Send me a link to the original published paper by the blogger David Middleton and we can go from there.
I see. Are you saying the data in the chart is false The blogger post is references the following published papers among others:
Rapid atmospheric CO 2 changes associated with the 8,200-years-B.P. cooling event
It thus may be concluded that leaf-based CO 2 data support a much more dynamic evolution of the Holocene CO 2 regime than previously thought. In effect, there seems to be every indication that the occurrence of Holocene CO 2 fluctuations is more consistent with current observations and models of past global temperature changes than the common notion of a relatively stable CO 2 regime until the onset of the Industrial Revolution.

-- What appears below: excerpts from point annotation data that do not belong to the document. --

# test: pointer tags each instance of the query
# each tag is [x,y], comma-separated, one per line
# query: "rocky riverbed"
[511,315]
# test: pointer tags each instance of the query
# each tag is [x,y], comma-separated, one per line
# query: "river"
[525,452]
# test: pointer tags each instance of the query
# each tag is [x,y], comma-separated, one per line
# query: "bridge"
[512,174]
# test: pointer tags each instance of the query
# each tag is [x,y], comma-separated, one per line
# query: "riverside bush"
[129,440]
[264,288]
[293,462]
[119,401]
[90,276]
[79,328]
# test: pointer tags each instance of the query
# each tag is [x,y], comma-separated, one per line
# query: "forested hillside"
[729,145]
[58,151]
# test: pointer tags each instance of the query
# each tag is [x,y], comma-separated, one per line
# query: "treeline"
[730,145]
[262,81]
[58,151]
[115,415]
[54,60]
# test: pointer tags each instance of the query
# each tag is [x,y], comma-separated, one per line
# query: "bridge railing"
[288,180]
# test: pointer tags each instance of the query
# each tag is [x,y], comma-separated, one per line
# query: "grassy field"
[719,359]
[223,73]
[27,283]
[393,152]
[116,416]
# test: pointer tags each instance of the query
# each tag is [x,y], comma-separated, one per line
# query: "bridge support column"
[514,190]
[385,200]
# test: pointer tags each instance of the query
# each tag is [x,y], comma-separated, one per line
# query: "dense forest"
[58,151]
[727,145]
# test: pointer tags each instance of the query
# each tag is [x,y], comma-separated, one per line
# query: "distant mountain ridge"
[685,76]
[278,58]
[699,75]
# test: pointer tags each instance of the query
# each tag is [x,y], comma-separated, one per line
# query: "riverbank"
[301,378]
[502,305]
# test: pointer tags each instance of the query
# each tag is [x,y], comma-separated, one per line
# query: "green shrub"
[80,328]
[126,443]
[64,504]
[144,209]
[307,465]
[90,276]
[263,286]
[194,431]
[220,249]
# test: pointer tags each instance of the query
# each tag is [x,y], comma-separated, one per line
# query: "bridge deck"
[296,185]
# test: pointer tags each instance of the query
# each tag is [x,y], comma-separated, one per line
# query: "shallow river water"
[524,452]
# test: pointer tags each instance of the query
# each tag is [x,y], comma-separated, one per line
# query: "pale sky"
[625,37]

http://www.pnas.org/content/99/19/12011
Another that shows more rapid and wider fluctiations:
Atmospheric CO 2 fluctuations during the last millennium reconstructed by stomatal frequency analysis of Tsuga heterophylla needles
A stomatal frequency record based on buried Tsuga heterophylla needles reveals significant centennial-scale atmospheric CO 2 fluctuations during the last millennium. The record includes four CO 2 minima of 260–275 ppmv (ca. A.D. 860 and A.D. 1150, and less prominently, ca. A.D. 1600 and 1800). Alternating CO 2 maxima of 300–320 ppmv are present at A.D. 1000, A.D.1300, and ca. A.D. 1700. These CO 2 fluctuations parallel global terrestrial air temperature changes, as well as oceanic surface temperature fluctuations in the North Atlantic. The results obtained in this study corroborate the notion of a continuous coupling of the preindustrial atmospheric CO 2 regime and climate.
http://geology.geoscienceworld.org/cgi/content/full/33/1/33
Care to comment on these? There are others.